Governo do Peru cede a indígenas e revogará decretos
A gestão de Alan García finalmente cedeu ante as manifestações indígenas na Amazônia Peruana. Depois de mais de dois meses de protestos que culminaram com a morte de mais de 34 pessoas, além de greves e bloqueios em estradas e portos, o governo recuou,
Publicado 16/06/2009 11:34
Os textos regulam o uso e a exploração dos recursos hídricos e naturais da floresta, incluindo gás natural, petróleo e madeira. Os grupos indígenas pedem sua anulação por alegarem que as leis facilitam a entrega de suas terras a empresas transnacionais e porque os decretos não teriam respeitado os mecanismos legais de consulta às comunidades afetadas.
O anúncio de que o governo eviará, nesta terça-feira, a proposta de anulação das matérias foi feito no mesmo dia em que o Peru chamou para consultas seu embaixador em La Paz, num novo sinal da deterioração das relações diplomáticas com a vizinha Bolívia, acusada pelos peruanos mais reacionários de incitar os indígenas contra o governo do presidente Alan García.
Em reunião com líderes dos manifestantes, Yehude Simon, chefe do conselho de ministros do Peru, prometeu ainda suspender o estado de emergência e o toque de recolher que haviam sido decretados na cidade de Bagua, na Amazônia peruana, onde, no dia 5, pelo menos 34 indígenas e policiais morreram em confrontos. Outros 60 indígenas estariam desaparecidos.
“Amanhã mesmo (hoje), apresentaremos o projeto de lei pedindo ao Congresso que revogue os decretos”, disse Simon. No maior sinal de recuo do governo desde o início da polêmica, ele pediu “desculpas aos nativos que se sentiram agredidos por alguma ação do governo”.
Diante da pressão dos nativos e da repercussão internacional do caso, a saída política para os confrontos só foi possível depois que o governo aceitou se sentar à mesa com líderes de 390 comunidades indígenas, entre elas a Associação Interétnica para o Desenvolvimento da Selva Peruana (Aidesep), cujo líder, Alberto Pizango, encontra-se asilado na Nicarágua desde que foi acusado pelo governo de promover a rebelião de Bagua.
A presidente da associação, Daysi Zapata, manifestou desconfiança sobre a negociação iniciada com o governo peruano, mas não deixou de saudar “o recuo do governo e, obviamente, a suspensão do estado de emergência”. “Esperamos que isso realmente nos traga paz”, disse Daysi, para quem a decisão do governo foi “tardia”.
Depois do longo período de conflitos, tentativas infrutíferas de diálogo e um final de repressão policial, com a satanização dos movimentos e perseguição contra seus principais dirigentes, a credibilidade do governo entre os indígenas foi perdida. “Tantas pessoas precisavam morrer para que o governo se desse conta de as leis eram negativas?”, questionou Daysi.

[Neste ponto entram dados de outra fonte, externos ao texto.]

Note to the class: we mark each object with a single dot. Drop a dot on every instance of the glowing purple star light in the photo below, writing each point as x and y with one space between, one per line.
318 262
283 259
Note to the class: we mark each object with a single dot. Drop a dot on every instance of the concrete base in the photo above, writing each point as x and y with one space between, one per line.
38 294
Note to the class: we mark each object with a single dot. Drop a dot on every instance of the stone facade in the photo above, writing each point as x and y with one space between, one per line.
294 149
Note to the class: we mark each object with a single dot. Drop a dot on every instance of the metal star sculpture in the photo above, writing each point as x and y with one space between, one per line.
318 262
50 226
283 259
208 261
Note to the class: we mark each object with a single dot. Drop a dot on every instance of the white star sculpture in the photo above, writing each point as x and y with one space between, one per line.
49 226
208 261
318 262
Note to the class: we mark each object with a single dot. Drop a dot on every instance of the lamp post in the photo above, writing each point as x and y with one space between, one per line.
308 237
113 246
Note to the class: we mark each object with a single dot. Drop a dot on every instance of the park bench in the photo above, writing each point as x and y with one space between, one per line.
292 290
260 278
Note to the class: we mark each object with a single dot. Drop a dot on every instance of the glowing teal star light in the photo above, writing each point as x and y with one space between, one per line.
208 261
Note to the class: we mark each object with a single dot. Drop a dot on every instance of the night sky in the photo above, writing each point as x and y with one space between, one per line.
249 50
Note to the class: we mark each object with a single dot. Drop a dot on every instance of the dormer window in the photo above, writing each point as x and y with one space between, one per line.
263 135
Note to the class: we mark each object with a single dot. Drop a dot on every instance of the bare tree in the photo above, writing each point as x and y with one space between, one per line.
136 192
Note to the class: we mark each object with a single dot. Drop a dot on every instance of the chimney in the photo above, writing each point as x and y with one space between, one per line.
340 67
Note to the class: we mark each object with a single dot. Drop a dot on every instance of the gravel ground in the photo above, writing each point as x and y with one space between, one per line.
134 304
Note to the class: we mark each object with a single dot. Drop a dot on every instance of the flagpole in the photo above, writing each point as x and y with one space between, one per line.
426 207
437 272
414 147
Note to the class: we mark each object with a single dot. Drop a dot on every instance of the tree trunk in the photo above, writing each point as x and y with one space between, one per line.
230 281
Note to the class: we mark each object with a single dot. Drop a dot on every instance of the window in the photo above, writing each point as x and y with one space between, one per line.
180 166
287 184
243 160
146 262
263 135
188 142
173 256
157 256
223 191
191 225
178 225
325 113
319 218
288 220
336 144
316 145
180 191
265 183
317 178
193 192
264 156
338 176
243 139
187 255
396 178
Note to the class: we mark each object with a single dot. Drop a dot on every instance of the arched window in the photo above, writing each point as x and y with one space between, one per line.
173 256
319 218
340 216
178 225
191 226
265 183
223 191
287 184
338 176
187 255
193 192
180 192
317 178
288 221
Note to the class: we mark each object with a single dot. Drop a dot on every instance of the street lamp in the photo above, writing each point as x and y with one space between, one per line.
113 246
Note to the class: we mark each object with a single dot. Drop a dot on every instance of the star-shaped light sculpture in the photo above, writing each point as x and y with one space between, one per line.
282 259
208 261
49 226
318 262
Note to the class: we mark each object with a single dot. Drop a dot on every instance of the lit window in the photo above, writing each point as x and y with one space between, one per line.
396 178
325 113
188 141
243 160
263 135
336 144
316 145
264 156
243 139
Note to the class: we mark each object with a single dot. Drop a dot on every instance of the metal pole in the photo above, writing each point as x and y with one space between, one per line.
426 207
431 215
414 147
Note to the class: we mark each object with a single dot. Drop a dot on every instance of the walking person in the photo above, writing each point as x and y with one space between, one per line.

O conflito indígena foi evoluindo até transformar-se em um amplo movimento de protesto nacional. Nos últimos dias, aconteceram novos bloqueios em estradas, tomada de uma aeroposto na cidade andina de Andahuaylas, greves em povoados amazônicos e a convocação de uma paralização nacional para os dias 7, 8 e 9 de julho, além de reivindicações pela renúncia do gabinete e, até mesmo, pela vacância presidencial.
O governo falhou na sua tentativa de isolar o movimento em uma agressiva campanha de desprestígio, qualificando as comunidades de “selvagnes e terroristas” e até de instrumentos de um “complô do comunismo internacional”. Debilitado e ilhado, o presidente Alan García terminou cedendo ante a magnitude do protesto social.
“Com a anulação destas leis, a tensão social seguramente diminuirá, porém, o conflito não estará solucionado. A derrubada é um ponto d epartida para o inpicio do diálogo. Essa crise revelou os limites do modelo econômico neoliberal e do sistema político e é sobre isso que deve tratar o diálogo nacional”, defendeu o sociólogo Eduardo Toche.
Atrito diplomático
A declaração do presidente boliviano, Evo Morales – de que os protestos de indígenas na região da Amazônia peruana eram uma “grande lição” para entender as demandas ambientais dos povos originários – foi mal recebida pelo governo Alan García, que chamou seu embaixador em La Paz para consultas. O presidente peruano disse em diversas ocasiões que Evo está por trás das manifestações indígenas.
O chanceler boliviano, David Choquehuanca, reconheceu que a relação entre os dois países passa por um “mal momento”, mas minimizou o significado da medida peruana: “É normal que um governo convoque para consulta seus embaixadores. Nós mesmos fazemos isso sempre.”